We know that diets high in fats of all kinds have been linked to certain cancers, particularly those of the breast, colon, lining of the uterus, and prostate gland. Some studies have suggested that fat may act as a cancer promoter (an agent that speeds up the development of cancer).
There is some evidence that diets rich in vitamin A, vitamin C, and beta-carotene (the plant form of vitamin A) may help reduce the risk of certain cancers.

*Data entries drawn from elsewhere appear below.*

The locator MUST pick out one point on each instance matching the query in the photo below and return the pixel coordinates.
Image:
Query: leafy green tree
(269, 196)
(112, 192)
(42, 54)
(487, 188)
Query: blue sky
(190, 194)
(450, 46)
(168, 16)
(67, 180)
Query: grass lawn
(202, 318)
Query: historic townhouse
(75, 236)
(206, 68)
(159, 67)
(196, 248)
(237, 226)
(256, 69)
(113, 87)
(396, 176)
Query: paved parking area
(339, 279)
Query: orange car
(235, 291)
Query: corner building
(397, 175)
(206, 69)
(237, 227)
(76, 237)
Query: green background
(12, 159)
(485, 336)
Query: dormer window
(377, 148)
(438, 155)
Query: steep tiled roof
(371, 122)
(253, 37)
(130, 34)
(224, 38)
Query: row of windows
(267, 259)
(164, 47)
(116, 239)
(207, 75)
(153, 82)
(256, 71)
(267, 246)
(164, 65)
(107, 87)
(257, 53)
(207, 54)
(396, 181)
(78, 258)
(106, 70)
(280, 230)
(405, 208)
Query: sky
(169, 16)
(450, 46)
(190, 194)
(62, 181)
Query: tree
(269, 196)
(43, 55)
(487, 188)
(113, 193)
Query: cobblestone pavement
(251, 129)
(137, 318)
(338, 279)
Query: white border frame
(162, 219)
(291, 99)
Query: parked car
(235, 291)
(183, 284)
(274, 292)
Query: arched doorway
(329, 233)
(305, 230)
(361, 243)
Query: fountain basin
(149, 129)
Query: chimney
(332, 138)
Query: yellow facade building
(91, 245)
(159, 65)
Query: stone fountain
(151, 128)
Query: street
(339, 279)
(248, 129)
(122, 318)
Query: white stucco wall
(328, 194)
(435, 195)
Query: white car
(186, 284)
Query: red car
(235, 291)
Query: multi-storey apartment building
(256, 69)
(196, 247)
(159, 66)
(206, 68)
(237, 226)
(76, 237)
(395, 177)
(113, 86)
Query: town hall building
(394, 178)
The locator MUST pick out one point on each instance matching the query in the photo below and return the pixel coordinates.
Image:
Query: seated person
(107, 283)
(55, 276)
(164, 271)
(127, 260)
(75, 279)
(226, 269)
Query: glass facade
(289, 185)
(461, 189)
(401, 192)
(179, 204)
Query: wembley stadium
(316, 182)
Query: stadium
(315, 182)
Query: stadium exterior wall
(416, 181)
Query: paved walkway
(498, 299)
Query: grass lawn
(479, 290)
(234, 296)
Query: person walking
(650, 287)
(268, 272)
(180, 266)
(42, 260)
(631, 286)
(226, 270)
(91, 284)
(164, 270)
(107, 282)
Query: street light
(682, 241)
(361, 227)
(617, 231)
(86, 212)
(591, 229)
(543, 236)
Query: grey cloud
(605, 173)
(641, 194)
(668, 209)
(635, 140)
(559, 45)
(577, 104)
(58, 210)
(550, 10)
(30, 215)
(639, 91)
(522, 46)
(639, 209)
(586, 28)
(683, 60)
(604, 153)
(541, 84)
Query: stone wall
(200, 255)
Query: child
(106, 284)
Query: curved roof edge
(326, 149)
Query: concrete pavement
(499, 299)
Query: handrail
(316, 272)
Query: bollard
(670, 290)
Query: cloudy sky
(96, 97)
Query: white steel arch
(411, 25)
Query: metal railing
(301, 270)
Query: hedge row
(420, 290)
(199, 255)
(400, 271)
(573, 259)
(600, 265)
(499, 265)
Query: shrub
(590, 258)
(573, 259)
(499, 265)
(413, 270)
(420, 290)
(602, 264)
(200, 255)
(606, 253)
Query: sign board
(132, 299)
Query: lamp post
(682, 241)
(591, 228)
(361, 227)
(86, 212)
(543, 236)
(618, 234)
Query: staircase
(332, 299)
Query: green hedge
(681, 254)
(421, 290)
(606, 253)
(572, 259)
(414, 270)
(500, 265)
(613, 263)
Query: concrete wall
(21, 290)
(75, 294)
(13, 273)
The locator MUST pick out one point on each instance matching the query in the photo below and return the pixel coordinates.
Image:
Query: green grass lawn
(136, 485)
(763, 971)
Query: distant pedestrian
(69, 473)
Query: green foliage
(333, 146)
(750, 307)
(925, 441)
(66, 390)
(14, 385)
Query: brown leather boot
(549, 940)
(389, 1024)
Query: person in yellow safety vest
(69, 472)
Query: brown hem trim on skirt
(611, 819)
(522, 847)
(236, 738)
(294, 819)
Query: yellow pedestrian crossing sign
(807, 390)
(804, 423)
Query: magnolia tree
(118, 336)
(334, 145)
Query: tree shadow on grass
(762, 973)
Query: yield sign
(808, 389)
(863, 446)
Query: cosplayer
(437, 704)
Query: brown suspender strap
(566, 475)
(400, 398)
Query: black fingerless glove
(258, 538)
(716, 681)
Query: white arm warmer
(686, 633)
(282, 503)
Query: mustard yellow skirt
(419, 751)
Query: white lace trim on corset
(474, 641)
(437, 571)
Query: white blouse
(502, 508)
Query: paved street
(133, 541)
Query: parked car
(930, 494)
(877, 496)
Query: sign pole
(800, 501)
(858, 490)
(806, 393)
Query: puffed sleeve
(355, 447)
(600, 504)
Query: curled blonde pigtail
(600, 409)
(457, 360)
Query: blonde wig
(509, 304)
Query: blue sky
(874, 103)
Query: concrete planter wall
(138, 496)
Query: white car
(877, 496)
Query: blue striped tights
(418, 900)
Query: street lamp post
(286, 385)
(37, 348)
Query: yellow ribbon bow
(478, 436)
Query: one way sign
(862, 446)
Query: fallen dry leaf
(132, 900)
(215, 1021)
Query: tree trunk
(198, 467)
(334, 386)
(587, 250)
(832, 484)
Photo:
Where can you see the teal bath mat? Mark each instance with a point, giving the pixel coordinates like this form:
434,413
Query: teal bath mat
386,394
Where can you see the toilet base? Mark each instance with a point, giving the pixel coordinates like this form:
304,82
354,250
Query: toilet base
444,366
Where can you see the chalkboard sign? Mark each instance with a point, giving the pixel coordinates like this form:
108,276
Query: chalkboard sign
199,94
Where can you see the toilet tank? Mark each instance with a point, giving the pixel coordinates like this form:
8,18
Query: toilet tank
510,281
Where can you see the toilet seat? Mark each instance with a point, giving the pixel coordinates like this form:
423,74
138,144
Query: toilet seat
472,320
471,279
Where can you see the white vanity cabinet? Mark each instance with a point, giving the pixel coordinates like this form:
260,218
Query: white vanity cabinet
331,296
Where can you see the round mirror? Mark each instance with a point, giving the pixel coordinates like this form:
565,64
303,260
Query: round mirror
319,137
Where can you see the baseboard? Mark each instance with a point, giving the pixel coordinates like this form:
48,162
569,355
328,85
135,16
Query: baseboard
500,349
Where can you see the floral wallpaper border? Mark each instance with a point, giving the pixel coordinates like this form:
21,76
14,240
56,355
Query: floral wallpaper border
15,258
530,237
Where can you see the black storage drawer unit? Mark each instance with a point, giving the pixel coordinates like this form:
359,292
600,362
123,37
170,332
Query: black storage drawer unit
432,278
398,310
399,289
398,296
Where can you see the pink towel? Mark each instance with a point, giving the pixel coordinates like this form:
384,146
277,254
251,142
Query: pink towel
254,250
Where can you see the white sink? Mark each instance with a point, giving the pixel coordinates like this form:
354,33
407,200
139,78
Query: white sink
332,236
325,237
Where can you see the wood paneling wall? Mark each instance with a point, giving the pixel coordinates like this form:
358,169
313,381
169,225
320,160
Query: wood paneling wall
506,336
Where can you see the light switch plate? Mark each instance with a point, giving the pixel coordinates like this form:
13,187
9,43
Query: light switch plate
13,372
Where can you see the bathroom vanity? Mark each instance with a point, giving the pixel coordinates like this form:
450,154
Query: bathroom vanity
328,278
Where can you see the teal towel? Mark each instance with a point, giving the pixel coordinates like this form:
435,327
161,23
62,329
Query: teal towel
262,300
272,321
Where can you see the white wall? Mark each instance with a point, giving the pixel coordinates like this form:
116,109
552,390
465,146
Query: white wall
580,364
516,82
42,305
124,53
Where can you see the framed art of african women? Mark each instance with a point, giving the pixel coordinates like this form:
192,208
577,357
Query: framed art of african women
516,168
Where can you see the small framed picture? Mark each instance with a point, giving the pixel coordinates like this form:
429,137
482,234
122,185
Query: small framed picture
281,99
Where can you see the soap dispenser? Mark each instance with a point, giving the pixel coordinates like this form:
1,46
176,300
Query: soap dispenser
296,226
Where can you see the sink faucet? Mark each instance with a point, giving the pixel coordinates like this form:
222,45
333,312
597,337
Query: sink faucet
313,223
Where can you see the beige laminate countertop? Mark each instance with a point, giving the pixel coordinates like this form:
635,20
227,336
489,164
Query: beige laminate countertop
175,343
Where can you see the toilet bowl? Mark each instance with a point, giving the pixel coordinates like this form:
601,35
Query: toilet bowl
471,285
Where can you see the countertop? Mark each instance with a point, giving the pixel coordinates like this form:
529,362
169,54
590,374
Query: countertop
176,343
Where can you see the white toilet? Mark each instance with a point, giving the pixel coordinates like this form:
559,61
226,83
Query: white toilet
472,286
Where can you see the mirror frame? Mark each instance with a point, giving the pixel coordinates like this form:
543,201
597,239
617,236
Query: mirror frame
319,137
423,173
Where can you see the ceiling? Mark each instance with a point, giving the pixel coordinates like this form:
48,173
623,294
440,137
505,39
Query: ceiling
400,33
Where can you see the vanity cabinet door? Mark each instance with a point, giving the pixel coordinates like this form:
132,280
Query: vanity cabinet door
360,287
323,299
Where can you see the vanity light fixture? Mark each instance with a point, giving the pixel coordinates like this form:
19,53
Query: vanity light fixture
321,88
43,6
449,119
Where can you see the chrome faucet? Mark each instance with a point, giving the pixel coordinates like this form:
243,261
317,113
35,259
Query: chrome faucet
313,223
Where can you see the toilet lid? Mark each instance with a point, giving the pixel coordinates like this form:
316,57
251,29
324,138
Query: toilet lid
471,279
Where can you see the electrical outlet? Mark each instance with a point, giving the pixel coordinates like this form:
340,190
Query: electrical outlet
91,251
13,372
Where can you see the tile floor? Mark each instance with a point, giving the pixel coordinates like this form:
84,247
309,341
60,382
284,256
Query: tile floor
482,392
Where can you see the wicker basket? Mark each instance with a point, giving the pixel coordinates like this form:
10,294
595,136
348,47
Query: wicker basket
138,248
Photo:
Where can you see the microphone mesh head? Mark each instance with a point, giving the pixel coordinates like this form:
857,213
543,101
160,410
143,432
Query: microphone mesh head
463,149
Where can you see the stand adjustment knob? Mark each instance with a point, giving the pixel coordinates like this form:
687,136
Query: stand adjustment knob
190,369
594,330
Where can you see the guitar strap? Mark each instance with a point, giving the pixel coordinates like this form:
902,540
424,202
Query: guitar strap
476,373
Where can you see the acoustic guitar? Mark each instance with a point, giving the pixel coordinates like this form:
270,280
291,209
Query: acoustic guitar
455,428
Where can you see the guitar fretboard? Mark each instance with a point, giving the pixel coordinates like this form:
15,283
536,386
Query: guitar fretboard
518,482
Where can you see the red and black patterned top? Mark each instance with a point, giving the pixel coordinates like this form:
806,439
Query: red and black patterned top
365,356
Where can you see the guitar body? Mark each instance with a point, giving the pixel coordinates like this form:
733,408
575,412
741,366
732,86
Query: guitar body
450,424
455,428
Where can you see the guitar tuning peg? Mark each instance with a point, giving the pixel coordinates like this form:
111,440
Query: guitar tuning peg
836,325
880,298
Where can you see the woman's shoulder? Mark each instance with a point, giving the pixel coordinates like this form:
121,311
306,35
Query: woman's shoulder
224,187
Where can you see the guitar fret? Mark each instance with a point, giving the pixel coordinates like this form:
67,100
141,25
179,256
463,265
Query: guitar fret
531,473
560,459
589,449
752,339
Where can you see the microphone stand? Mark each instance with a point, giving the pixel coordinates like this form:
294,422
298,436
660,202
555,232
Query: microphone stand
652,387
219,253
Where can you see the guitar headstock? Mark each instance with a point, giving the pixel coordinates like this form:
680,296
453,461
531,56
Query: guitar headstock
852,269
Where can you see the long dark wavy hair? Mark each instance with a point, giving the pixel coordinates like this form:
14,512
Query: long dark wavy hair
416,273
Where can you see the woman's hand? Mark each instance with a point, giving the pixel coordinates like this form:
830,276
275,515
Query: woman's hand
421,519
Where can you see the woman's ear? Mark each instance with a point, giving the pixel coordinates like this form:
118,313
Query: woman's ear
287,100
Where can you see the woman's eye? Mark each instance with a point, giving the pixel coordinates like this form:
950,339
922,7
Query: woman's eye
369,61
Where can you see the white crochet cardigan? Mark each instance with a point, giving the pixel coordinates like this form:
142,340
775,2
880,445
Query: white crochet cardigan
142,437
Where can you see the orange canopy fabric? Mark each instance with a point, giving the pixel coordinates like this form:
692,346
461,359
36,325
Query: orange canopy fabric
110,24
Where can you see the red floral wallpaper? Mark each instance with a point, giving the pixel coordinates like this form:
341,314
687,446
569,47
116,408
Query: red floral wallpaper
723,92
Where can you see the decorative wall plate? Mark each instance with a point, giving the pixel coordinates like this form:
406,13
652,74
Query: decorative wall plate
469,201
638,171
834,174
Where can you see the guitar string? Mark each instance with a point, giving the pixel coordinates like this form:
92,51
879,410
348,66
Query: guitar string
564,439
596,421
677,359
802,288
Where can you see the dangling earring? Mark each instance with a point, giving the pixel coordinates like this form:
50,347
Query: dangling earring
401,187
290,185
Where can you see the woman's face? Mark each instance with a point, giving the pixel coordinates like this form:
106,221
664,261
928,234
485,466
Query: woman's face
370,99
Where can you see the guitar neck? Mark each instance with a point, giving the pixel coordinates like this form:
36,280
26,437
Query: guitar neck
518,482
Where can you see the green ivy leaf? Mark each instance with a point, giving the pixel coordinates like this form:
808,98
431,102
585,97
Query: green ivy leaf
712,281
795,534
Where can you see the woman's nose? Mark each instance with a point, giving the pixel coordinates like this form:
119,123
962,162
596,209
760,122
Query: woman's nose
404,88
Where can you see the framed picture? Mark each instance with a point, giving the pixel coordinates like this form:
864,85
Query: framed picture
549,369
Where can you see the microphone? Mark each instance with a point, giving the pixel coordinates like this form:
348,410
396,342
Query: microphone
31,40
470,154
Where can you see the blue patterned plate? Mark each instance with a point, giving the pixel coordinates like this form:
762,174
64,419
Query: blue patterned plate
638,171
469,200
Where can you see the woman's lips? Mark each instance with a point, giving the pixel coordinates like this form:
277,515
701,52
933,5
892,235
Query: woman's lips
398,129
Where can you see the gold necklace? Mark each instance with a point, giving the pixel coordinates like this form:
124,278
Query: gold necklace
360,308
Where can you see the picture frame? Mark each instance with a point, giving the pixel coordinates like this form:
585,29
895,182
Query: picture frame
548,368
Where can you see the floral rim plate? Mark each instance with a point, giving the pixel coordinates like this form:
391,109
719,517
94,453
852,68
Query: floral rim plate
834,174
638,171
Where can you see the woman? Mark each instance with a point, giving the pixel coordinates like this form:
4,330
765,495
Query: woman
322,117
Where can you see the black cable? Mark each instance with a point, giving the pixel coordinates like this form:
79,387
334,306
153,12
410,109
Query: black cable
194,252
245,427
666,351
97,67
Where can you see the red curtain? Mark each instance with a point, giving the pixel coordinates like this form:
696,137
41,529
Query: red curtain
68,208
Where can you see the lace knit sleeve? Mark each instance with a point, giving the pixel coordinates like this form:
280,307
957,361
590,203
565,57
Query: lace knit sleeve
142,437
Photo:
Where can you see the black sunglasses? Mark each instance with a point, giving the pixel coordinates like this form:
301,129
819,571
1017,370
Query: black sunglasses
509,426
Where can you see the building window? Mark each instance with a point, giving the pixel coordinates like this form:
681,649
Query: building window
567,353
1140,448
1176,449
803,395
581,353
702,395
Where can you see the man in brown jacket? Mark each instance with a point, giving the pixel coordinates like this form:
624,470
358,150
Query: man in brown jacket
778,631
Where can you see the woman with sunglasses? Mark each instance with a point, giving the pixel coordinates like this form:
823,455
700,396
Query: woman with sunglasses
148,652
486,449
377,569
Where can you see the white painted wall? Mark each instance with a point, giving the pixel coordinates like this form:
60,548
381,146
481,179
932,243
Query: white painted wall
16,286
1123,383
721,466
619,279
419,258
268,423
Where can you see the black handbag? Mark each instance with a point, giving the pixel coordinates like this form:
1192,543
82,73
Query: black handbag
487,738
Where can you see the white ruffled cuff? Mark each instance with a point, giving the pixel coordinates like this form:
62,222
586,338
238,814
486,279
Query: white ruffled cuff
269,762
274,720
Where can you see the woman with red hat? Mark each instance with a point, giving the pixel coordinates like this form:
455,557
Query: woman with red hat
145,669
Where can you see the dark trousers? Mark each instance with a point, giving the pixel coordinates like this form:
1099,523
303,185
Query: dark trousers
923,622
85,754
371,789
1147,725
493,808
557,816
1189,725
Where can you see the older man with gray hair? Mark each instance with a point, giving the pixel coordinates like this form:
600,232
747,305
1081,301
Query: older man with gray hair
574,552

The evidence we have about vitamins A and C comes from studies of these vitamins as they are found in foods. That is why NCI recommends that you eat a variety of foods rich in vitamins rather than relying on vitamin supplements. Good sources of vitamin A include yellow-orange vegetables such as carrots, winter squash, sweet potatoes and pumpkin; and yellow-orange fruits such as peaches, cantaloupes and mangoes. Sources of vitamin C include dark-green leafy vegetables such as kale, spinach, and watercress; broccoli and asparagus; and tomatoes. Some fruit sources of vitamin C are oranges, lemons, grapefruit, peaches, berries, and cantaloupe.
There is some evidence that vegetables in the cabbage family may help protect against cancer of the colon. These vegetables are also good sources of fiber, vitamins, and minerals. Cabbage family vegetables include cabbage, broccoli, cauliflower, Brussels sprouts, collards, kale, turnips, mustard greens, turnip greens, kohlrabi, watercress and radishes.